Andy: The trading risks are the same but more acute as we emerge from the Covid-19 lockdown into the post Brexit environment. Some businesses will be looking at new trading relationships and partners that will bring threats and opportunities, so it makes sense to understand and mitigate these risks. There is still a lot uncertainty around the speed of the economic recovery along with the scope and sustainability of government support. Specifically, how do we exit this unprecedented and avoid any potential cliff-edge? To date, the success of the vaccine roll out in the UK is positive but this has to be mirrored around the world before we see a sustainable return to pre-covid levels of economic activity.
In many ways, it’s back to basics. Businesses will still need to know their market, have a strong proposition and meet customer needs. They will also need a strong sense of total stakeholder support, including shareholders, banks, suppliers, customers, employees and of course know their competitors. In terms of trading risks, old partners may look very different as they emerge from lockdown – do they represent the same credit risk now?
Steve: Since the onset of the global pandemic, and in some cases with government support, business owners have had to use all their experience and know-how in order to navigate the economic impacts of the crisis. Particularly when the government support begins to reduce, which at some stage it will, this will present a challenging time during which businesses will need to balance the need to fully restart their trade, whilst continuing to mitigate the impacts of the period during when the economy was largely stagnant. This will require diligent and careful management of risks and opportunities.
4. What have you learnt during the pandemic months?
Andy: In a business context, the pandemic and lockdown have taught us that we can be flexible, agile and resilient in very challenging circumstances. As a team, we have reacted quickly and shaped our approach to the new environment, whether that is working from home or adapting to new ways of communicating. I have been delighted to witness our transformation to a digital business becoming a reality thanks to the support of our IT infrastructure. On a personal level, I have especially valued the daily contact with my colleagues and learnt that our work relationships are a key input into our well-being.

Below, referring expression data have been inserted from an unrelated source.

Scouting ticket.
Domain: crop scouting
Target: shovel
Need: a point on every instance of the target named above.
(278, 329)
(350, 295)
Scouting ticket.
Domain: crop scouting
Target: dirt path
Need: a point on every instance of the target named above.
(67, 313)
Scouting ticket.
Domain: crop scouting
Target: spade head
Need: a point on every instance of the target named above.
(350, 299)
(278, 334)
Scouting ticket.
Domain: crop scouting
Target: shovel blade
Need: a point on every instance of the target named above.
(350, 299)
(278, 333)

Steve: I’ve learnt just how adaptable our staff are in which almost all of us have fully worked from home for 12 months now but at the same time, our business has continued to maintain excellent standards in supporting each other and our customers. We have also learnt that full-time remote working may not be an ideal long-term option as the success of our company is based on collaboration and mutual learning, for which there needs to be a level of face-to-face interaction. However, one of the lessons of this crisis has been that we can establish a better pattern of working to promote the well-being of our staff as well as maximising the efficiency of our economy.
5. What do you enjoy most about your jobs?
Andy: No two days are the same. The variety and scope of what we do are very enjoyable and being part of the Allianz Group means that the opportunities open to you are almost limitless. The most enjoyable part however has to be the people you work with. I’m constantly amazed by the skill and talent of our teams which makes for a stimulating and rewarding working environment.
Steve: Absolutely! The role of a CFO is continually evolving and is now far removed from merely the finance side of the business although that remains a critical discipline. I lead and get involved in a variety of finance and operational projects. This enables me to contribute positively to the success of our company, requires different skills and provides opportunities to work with different colleagues across our business.